The rule applies to defined “covered products and services,” including essentially any transaction relating to consumer financial products and services. Covered providers will need to comply with the rule 180 days after it becomes effective (which is 60 days after publication in the Federal Register).
The rule will apply to any contracts “entered into after” this date. The CFPB takes an aggressive position on what is an existing contract. If any “new product or service” is given to an existing customer, the new regulation applies to that product or service, even if it is covered by the terms of the existing contract. The CFPB commentary provides only small guidance on what constitutes a new product or service (a charge on an existing credit card is not a new product or service; a new account or a new closed-end credit transaction (including a refinance) would be a new product or service). Even if a new product or service is added, the existing product or service would still be covered by the existing arbitration clause.
The question then becomes, what use does consumer arbitration retain? Moving forward, businesses can no longer rely on arbitration provisions as a means to avoid class actions, rulings and filings will be publicly available (just like court filings), and grounds for appeal or review of an arbitration award remain notably scarce.

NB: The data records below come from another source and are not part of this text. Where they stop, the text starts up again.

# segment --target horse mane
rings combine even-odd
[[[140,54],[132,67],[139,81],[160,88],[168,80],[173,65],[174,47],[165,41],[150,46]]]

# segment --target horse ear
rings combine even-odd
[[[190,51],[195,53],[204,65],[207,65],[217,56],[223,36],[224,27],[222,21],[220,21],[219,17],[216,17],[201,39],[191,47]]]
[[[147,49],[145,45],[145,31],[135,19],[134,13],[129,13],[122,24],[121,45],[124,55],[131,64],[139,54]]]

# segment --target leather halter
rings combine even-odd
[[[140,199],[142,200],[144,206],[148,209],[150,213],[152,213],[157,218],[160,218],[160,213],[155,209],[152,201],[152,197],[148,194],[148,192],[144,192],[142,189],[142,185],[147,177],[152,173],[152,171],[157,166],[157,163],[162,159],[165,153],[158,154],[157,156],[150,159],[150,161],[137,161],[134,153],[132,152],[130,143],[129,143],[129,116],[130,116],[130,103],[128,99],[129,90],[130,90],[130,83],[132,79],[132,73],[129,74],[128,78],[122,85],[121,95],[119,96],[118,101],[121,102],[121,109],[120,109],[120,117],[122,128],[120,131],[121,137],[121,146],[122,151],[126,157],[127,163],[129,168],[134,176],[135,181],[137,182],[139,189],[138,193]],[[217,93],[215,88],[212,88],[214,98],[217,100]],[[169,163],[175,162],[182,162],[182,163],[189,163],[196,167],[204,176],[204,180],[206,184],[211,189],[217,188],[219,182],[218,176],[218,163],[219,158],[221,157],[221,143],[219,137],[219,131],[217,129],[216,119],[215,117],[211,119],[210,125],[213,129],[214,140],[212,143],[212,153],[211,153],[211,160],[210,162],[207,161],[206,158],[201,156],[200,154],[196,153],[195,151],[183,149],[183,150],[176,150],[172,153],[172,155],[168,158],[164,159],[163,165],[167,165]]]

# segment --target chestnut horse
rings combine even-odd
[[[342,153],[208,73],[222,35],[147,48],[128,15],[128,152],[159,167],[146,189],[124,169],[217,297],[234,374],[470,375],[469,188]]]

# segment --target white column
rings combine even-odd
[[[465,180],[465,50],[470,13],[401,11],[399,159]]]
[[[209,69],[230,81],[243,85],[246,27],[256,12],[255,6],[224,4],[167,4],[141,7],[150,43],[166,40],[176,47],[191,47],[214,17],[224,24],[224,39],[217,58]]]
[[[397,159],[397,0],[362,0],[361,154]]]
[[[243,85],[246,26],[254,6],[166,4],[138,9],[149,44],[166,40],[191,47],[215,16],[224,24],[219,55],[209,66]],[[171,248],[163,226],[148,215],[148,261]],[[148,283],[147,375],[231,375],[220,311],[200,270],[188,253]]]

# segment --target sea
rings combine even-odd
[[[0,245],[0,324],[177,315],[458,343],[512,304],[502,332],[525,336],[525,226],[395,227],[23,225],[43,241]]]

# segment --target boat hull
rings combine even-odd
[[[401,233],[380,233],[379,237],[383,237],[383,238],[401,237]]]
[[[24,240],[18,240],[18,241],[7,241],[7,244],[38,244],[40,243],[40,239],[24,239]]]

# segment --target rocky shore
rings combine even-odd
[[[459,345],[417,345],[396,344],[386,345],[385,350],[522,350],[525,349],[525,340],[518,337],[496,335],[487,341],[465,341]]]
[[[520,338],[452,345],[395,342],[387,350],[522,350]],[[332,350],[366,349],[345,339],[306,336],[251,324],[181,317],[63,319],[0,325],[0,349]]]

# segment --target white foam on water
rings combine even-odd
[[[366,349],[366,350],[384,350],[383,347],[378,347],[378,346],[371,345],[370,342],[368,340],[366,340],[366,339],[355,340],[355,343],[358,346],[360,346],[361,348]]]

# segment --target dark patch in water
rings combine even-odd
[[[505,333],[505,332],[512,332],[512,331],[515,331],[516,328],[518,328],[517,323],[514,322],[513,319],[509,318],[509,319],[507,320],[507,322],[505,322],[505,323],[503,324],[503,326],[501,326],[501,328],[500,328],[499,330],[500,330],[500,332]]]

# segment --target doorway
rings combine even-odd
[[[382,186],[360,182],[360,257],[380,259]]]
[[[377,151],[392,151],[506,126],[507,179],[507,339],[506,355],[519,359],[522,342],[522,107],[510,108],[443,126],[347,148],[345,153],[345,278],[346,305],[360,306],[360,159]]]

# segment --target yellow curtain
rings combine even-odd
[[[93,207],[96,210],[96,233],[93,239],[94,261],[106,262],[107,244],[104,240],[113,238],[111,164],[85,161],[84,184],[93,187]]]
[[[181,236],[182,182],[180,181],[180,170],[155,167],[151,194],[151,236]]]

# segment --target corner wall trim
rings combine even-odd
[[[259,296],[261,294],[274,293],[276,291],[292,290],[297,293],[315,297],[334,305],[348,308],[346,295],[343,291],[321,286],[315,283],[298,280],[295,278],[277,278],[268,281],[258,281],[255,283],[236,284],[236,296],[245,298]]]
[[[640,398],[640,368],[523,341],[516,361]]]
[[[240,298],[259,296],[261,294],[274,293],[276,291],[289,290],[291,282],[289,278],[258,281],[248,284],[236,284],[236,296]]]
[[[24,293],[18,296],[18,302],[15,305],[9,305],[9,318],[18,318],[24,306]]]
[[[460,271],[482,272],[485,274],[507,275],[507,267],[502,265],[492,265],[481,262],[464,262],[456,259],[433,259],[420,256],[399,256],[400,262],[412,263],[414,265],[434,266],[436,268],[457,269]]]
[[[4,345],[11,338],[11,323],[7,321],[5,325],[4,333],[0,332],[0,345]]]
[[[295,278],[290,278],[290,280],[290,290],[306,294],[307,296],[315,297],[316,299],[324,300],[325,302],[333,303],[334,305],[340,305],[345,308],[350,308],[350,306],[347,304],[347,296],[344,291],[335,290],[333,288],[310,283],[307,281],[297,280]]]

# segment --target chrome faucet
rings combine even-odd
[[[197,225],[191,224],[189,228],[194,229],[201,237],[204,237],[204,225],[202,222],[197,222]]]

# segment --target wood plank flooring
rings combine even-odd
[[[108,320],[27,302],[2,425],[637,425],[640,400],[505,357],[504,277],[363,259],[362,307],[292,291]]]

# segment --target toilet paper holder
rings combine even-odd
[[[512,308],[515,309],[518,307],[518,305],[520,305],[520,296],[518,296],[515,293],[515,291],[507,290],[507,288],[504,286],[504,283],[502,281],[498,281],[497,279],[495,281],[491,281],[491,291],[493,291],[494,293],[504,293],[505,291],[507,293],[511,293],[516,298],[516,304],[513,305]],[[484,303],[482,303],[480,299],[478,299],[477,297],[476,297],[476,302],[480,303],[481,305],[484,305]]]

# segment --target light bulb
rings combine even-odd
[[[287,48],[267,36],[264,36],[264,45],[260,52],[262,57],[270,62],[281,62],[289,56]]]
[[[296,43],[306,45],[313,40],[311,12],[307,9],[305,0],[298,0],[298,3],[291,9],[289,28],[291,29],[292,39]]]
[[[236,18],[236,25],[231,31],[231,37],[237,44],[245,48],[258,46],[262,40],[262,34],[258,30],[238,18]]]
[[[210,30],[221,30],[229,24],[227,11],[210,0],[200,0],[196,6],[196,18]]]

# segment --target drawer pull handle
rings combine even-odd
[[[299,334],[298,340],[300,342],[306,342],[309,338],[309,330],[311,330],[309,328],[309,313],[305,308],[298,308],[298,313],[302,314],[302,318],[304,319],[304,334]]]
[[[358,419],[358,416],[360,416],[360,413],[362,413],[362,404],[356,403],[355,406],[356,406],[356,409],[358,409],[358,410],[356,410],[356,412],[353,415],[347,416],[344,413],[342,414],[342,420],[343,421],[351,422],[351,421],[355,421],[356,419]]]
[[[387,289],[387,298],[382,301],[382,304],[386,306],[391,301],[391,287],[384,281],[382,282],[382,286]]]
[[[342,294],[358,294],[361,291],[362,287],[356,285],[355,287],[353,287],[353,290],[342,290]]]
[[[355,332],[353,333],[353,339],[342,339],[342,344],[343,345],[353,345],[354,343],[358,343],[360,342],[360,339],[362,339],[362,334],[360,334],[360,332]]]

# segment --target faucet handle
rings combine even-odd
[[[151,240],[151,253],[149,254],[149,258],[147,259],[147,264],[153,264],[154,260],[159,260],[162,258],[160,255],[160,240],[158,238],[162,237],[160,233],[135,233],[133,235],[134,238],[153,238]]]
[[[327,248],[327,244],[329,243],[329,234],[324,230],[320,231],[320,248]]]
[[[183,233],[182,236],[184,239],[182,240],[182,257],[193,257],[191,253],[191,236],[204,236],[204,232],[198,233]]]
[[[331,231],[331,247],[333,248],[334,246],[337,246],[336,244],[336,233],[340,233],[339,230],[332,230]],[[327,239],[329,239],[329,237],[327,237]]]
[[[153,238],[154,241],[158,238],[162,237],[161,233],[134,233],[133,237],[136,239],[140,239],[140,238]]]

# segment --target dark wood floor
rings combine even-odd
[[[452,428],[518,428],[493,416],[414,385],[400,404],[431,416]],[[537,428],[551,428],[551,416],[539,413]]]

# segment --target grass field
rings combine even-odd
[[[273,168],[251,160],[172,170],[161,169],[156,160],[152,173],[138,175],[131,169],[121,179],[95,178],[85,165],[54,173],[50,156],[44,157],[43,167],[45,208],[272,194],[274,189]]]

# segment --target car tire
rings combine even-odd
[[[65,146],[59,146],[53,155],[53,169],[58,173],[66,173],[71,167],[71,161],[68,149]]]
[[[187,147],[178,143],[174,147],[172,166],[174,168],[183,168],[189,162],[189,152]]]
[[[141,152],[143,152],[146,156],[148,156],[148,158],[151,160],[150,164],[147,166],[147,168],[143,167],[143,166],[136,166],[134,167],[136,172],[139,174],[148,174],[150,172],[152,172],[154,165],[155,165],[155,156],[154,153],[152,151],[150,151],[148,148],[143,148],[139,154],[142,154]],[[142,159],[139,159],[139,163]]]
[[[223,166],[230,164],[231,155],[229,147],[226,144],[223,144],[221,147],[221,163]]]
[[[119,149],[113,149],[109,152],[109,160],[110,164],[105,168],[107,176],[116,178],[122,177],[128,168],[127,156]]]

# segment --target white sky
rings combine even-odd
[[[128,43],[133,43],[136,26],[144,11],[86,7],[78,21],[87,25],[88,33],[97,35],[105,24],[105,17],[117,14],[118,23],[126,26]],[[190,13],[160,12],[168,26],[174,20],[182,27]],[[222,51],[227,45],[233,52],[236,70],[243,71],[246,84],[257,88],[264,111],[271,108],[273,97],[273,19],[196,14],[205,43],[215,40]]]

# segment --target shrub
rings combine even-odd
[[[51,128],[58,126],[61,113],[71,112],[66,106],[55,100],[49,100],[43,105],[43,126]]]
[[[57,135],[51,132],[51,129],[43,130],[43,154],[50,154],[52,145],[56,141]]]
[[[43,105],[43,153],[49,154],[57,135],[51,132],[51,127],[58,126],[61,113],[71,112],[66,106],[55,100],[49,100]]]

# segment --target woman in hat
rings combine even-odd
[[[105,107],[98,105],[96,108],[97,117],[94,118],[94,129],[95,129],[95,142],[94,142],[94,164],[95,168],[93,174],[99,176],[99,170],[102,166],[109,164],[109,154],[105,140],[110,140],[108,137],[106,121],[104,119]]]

Unwinding this rule will also be difficult. Given the United States Court of Appeals for the District of Columbia Circuit’s recent opinion in Clean Air Council v. Pruitt, a simple regime change of the CFPB (which seems imminent) may not be sufficient to stop enforcement of the rule. The best hope likely falls to Congress. Under the Congressional Review Act, Congress has 60 days to vote on a resolution to disapprove the rule. Such resolution once signed by the President not only nixes the regulation but also bars promulgation of look-alike regulations. Whether Congress is too preoccupied with other issues or cares to unwind the rule is something all businesses subject to the rule should watch.